Hence, semiosphere theory is one possible compromise or unifier between the nomothetic and idiographic approaches described above. Its premise is that one conditions the other, that by studying one it is possible to draw conclusions about the other. More importantly, by studying the auto-communicative dynamics in different cultural subsystems, both very small and very large, and the translations between them, one can systematically explore the causal links between the developments of different cultural subsystems over time. We explained above why complexity is an important concept for understanding and contextualising cultural phenomena at different levels, that complexity can be considered both at the micro level of culture, when studying “specific” phenomena, and at the meso or macro level, where interactions between micro-level processes result in the emergence of new quality. From a cultural-semiotic perspective, cultural complexity is the result of and is catalysed by the auto-communicative or modelling action of systems at different levels. Small systems are simultaneously embedded in a number of larger cultural systems, which are nomothetic to the smaller ones, but which together bring complexity to their environment or context. At the same time, the auto-communication and modelling activities of small systems produce new complexities that can lead to changes in large systems. Such emergence of complexity at different levels is already being explored, and could be further explored by new methods of cultural data analysis. Until now, such a research programme, based on the ideas of cultural semiotics, was only hypothetical or possible on a small scale. But now, with the support of large datasets and an evolving arsenal of cultural data analysis methods, it is becoming a reality.
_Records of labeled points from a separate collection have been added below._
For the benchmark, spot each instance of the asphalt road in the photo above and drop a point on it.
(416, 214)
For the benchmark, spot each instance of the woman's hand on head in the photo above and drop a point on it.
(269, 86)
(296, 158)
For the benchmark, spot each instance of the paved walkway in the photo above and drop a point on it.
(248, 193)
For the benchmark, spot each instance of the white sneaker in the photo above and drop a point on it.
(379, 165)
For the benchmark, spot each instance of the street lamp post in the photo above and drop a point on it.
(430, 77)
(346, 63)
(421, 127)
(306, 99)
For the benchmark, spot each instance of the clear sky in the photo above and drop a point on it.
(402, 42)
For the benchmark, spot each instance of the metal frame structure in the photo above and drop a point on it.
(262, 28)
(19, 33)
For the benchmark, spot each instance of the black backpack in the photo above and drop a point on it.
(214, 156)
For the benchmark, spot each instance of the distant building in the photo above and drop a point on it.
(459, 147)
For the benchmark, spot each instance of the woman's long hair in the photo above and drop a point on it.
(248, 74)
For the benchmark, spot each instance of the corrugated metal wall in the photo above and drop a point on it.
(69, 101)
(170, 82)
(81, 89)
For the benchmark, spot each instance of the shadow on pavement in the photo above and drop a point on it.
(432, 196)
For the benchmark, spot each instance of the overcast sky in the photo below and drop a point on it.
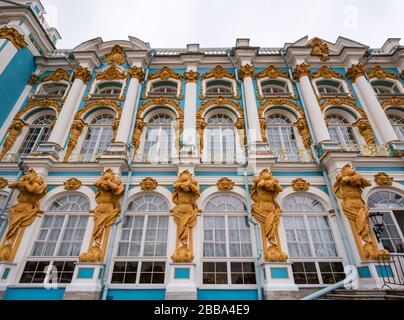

We now highlight some key concepts in cultural semiotics that could and should be used in different ways in the analysis of cultural data. The first of them does not derive directly from cultural semiotics, but from “cultural science” – the very approach to which this journal is dedicated. This line of inquiry was originally established by the Australian scholar, John Hartley, and his colleagues. It draws on cultural semiotics and cultural studies, complexity science, and evolutionary economics (see Hartley and Potts 2014, Hartley 2020). The term is a “deme”, which refers to an auto-communicating group of people united not only by a shared self-referential discourse and the texts that carry it, but also by common media channels, forms and means of communication. Examples of this today are shared Telegram or Facebook groups, or perhaps tightly integrated Twitter networks. An older example could be the European clergy before the advent of the printing press, as they created and read shared literature and were united by a common medium, common genres, and common ideas and discourses that gradually evolved over time. Twitter-based memes are nowadays easy to study using network analysis methods, but using the metadata corpus of the Estonian Film Database, for example, the historical networks and memes of Estonian filmmakers can be and have been analysed just as successfully (Ibrus and Ojamaa 2020).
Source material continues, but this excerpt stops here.